Let's start with a definition. A habit is an action that is initiated without conscious effort or motivation. If you have ever found yourself turning your steering wheel for home only to realise that you are supposed to be going in the opposite direction, you may understand its power.
Habits require little energy to get started, making them a powerful ally. Of course, some can also become life-threatening enemies, causing us to focus on them exclusively.
That's a common mistake.
For example, in my training, I make a big deal about the negative influence of smartphones and their pervasive ability to turn people into dangerous users. For many, the act of purchasing a mobile phone is a precursor to, and predictor of, practices such as texting while driving.
However, there is a flip side. Anyone can harness smartphone power to develop beneficial habits. Unfortunately, according to a recent University of London study, mobile apps and PC programs that are supposed to help us consciously build new habits fail to do so. They ignore existing research, rendering them impotent. Their failure is instructive. Here's what we can learn in our attempts to develop positive new habits:
1. Repetition isn't enough
Habits aren't formed just because we engage in the same practice over and over again. While repetition is important, habits also need cues and triggers that initiate a specific behaviour.
Cues and triggers are defined as specific events which lead to the habit being executed. For example, your decision to retire for the evening sets in play a number of sequential behaviours that occur even when you are tired and can't think clearly.
Furthermore, when developing long-term habits, it's much better to link them to events rather than the clock. This feature is one your doctor exploits by assigning your medication for mealtimes rather than clock-times. Therefore, to keep a habit in place, you need to be a good builder of these events.
2. Cues and triggers sometimes don't work
There are times, however, when events aren't enough. When you are learning a brand-new habit, you may not know which events to use. In these cases, using a planned reminder such as a smartphone alarm can be effective in, for example, learning to take a 10 a.m. morning break. But, there is one catch.
While this tool is effective in the beginning, it's a short-term crutch. In the long-term, it presents a danger. According to the research, over-reliance on timed reminders can interfere with permanent habit formation. They are helpful, but become harmful later on.
Fortunately, there's a more effective technique to use. Instead, turn on a reminder to help you notice which event occurs at the same time. For example, when the midmorning alarm goes off, you may notice that the break coincides with a hunger or thirst pang.

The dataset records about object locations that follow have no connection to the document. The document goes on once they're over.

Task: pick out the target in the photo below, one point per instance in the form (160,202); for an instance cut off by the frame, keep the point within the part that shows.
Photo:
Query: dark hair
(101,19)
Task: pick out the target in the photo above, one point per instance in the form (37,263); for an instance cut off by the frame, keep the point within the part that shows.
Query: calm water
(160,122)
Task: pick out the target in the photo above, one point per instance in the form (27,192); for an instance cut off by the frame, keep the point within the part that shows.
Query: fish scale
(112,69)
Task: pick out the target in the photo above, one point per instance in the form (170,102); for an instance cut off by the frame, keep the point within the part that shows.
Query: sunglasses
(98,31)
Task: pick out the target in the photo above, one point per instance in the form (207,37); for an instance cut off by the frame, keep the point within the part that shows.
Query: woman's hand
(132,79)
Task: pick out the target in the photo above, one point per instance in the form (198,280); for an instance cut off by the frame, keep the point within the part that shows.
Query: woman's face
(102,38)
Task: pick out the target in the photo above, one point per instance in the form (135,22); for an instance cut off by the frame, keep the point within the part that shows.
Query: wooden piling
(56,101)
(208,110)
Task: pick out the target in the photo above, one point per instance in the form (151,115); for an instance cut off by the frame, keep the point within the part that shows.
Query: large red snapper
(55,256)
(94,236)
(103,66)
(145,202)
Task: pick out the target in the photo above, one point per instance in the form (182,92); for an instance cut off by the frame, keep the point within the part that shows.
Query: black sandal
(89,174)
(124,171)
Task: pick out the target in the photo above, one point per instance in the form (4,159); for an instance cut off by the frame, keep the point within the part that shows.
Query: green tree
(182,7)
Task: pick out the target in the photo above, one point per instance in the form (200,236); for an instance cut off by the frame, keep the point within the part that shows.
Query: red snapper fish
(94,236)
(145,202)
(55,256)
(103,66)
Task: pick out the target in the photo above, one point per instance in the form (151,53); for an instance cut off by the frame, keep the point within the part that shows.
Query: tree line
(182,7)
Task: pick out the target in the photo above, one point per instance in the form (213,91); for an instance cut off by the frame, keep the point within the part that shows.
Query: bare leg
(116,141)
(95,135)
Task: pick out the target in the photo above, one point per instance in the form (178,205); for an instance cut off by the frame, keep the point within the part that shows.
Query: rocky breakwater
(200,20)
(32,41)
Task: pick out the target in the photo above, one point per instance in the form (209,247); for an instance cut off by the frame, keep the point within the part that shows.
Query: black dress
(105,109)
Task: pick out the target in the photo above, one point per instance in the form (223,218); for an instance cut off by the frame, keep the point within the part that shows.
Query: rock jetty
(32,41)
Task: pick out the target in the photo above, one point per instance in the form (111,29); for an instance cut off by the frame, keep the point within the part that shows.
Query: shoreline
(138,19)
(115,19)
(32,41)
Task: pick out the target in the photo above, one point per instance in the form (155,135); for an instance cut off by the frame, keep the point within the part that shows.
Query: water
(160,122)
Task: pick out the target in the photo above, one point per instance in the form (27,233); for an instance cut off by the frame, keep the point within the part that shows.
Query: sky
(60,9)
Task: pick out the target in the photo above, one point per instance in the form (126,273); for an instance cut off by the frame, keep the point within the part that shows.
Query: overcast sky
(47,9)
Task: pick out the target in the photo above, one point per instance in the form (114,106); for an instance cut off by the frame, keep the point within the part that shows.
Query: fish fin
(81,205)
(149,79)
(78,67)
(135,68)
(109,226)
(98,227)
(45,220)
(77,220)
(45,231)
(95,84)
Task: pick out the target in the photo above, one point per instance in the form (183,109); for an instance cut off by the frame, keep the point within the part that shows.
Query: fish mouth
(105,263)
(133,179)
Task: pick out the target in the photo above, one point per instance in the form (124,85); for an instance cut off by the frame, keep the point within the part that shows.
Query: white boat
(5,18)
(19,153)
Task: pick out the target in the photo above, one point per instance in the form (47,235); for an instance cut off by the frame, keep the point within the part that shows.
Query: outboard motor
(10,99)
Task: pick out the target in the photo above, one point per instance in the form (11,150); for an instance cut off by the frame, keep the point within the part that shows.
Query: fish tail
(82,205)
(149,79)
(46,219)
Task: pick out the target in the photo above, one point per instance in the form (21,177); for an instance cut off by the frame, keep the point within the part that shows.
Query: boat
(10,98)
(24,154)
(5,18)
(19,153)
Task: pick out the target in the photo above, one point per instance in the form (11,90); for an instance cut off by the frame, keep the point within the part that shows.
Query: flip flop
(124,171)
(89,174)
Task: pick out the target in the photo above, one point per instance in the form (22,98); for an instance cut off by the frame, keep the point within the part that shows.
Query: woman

After a while, you could wean yourself from the alarm, paying attention to the pang: your new trigger.
3. The use of rewards
The final piece of the puzzle is the role of positive reinforcement. Someone who wants to build new habits needs to become a smart cheerleader, rewarding him/herself appropriately. However, herein lies yet another catch.
In general, intrinsic rewards - such as a sense of personal satisfaction - are far better than extrinsic rewards such as a financial incentive granted by your manager. The question is, how do you tap into intrinsic rewards on a regular basis, given their intangible, ephemeral nature?
One key is to treating external rewards as dangerous distractions that may take your attention away from the joy inherent in the task. The other is to allow time for reflection (e.g. by journalling) so that you can stay present to positive inner experiences.
These insights imply that managers need to be cautious in their application of rewards. When tempted and distracted by external 'big-ups', many employees are prone to lose track of intrinsic motivation entirely. This is a recipe for trouble, putting all their satisfaction in one basket: their company's.
It's far better to train employees to be self-reliant on their own habits. Unfortunately, most companies don't deliberately teach this skill and waste time in crafting manipulations. In the long-term, they never work as well as positive habit, which are intrinsically motivating, especially when they happen to drive value to the bottom line.